Encouragé par le regard admiratif de la jeune fille, il lui apprit qu’il n’avait pas toujours été valet de ferme. D’abord embauché comme apprenti forgeron à Brive-la-Gaillarde, il avait quitté son patron pour entrer chez un menuisier à Rodez. Confiné dans l’un comme dans l’autre de ces deux ateliers bruyants où volaient d’asphyxiantes poussières de charbon ou de la sciure de bois, insatisfait et malheureux, il s’était laissé séduire par l’appel de la montagne et du grand air et avait atterri dans un buron. Dans ce poste reculé d’estivage en Aubrac, de la fin mai à la mi-octobre, on l’avait pris à l’essai comme roul, un emploi habituellement destiné aux gamins de douze à quinze ans, qui commencent dans l’activité. Sous les ordres du bédélier qui s’occupe des veaux, il était devenu le préposé de très nombreuses corvées sans jamais pouvoir traire les vaches comme le pastre, ni aider à fabriquer le fromage, ce travail important et spécialisé étant réservé exclusivement au cantalès, le chef ouvrier du buron.
— Moi qui rêvais d’air pur et d’espace, j’ai été servi ! Là-haut, au milieu des estives, entouré de plus de quatre-vingts vaches et de leurs veaux, tout l’été sans voir un chat, à part mes trois camarades…, j’ai pas rigolé tous les jours ! Le propriétaire, un richard qui n’a jamais foutu les pieds au buron, nous faisait distribuer la bouffe au lance-pierres : des patates, du lard, un bol de lait après la traite et, le dimanche, un morceau de tome fraîche ou de fourme ! Et puis, où crois-tu que je créchais ?
— Ben, dans une chambre pour les ouvriers, j’imagine ?
— Tu rigoles ! Dans la baraque même où on fabriquait le fromage, pas loin des bêtes, à l’étage, dans le foin des veaux, sur une paillasse.

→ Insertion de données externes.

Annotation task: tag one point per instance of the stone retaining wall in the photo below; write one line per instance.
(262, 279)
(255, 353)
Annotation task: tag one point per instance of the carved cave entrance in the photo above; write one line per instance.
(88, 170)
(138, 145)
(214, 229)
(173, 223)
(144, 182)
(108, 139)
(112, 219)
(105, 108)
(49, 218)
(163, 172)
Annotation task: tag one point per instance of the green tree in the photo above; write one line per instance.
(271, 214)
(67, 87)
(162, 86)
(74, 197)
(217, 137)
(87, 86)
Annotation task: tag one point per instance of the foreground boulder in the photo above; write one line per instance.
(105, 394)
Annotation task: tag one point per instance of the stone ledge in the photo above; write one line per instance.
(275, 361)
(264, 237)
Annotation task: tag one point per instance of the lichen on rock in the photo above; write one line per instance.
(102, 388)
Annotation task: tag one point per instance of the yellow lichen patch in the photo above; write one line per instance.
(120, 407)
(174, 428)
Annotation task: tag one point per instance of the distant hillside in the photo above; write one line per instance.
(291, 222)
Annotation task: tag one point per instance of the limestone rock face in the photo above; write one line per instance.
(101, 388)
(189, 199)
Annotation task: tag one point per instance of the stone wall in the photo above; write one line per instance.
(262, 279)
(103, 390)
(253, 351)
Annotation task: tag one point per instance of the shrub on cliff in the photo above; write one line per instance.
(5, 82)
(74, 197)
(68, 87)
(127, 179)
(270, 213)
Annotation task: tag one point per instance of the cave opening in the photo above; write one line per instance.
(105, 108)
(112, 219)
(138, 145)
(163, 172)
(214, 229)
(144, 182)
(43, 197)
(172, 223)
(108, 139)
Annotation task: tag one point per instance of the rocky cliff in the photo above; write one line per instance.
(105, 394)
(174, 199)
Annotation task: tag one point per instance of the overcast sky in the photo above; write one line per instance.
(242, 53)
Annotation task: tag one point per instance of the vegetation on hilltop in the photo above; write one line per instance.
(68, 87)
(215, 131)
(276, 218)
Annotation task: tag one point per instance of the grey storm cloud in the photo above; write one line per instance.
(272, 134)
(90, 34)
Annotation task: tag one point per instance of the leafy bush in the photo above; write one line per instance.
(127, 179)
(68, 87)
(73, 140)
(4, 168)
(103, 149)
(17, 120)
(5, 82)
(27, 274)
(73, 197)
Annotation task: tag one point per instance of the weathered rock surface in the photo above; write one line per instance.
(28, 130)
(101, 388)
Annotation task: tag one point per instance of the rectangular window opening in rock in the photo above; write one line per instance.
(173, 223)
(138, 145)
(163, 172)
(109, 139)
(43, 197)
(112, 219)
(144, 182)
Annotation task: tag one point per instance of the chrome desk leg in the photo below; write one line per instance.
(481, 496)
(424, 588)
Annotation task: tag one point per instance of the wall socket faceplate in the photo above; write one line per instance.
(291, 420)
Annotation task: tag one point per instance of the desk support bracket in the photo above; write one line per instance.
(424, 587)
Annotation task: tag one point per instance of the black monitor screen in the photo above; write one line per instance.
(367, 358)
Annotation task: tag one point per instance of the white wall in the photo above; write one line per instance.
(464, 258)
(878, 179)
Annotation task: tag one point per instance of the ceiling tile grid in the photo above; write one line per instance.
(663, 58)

Et, avec ça, debout aux aurores ! Tu parles qu’après une telle expérience je n’ai pas eu envie d’aller voir ce type à la foire d’Aubrac pour me louer et renouveler mon contrat ! De toute façon, ils sont voués à disparaître, les burons. De trois cents qu’il y en avait dans la région en 1900, aujourd’hui il n’en reste plus que soixante-dix ! Maintenant, ils ne sont plus les seuls à fabriquer le fromage, là-haut dans les montagnes ; on en fait aussi dans de grandes laiteries. N’empêche que le vieux buronnier en chef était content de moi. À la fin de la saison, il m’a trouvé du travail comme commis, dans la vallée, en remplacement d’un gars tombé malade. Ensuite, quand le type est revenu, on m’a envoyé ici, au Marques.
— Tu t’y plais ?
— On va dire que c’est correct. On ne mange pas avec les patrons et nos repas sont loin d’être les mêmes que les leurs, mais c’est convenable. Il y a une chambre aménagée derrière la grange, pour trois hommes, bouviers ou garçons de ferme à tout faire, comme moi. On a un robinet d’eau froide pour se laver et des cabinets sous les arbres un peu plus loin. Je m’entends bien avec mes camarades, et mes patrons sont satisfaits. Je ne suis pas bien payé, mais j’ai un peu de liberté.
André avait discrètement retrouvé son amie, comme d’habitude dans un lieu peu passant, et ils flânèrent à travers la campagne tout en bavardant. Une fois de plus, c’est l’adolescent qui, le plus souvent, prit la parole. Il était heureux de relater en détail ses multiples et pittoresques expériences. Les autres gars du village n’en avaient sûrement pas autant à raconter ! Jeune fanfaron égocentrique, il se dit avec fierté que la brave petite buvait ses paroles ! Cela le mettait de bonne humeur. En franchissant le pont des Pèlerins, en bas du village, il fit des ricochets dans l’eau de la Boralde et, l’espace de quelques instants, il redevint un gamin fripon. Ils prirent le chemin de Régaussou et ils arrivèrent là où ils se quittaient d’ordinaire, devant le grand pin, à cent mètres de la maison d’Annie. À la demande d’André, elle ne l’avait pas encore présenté à ses parents et ne leur avait même pas parlé de lui.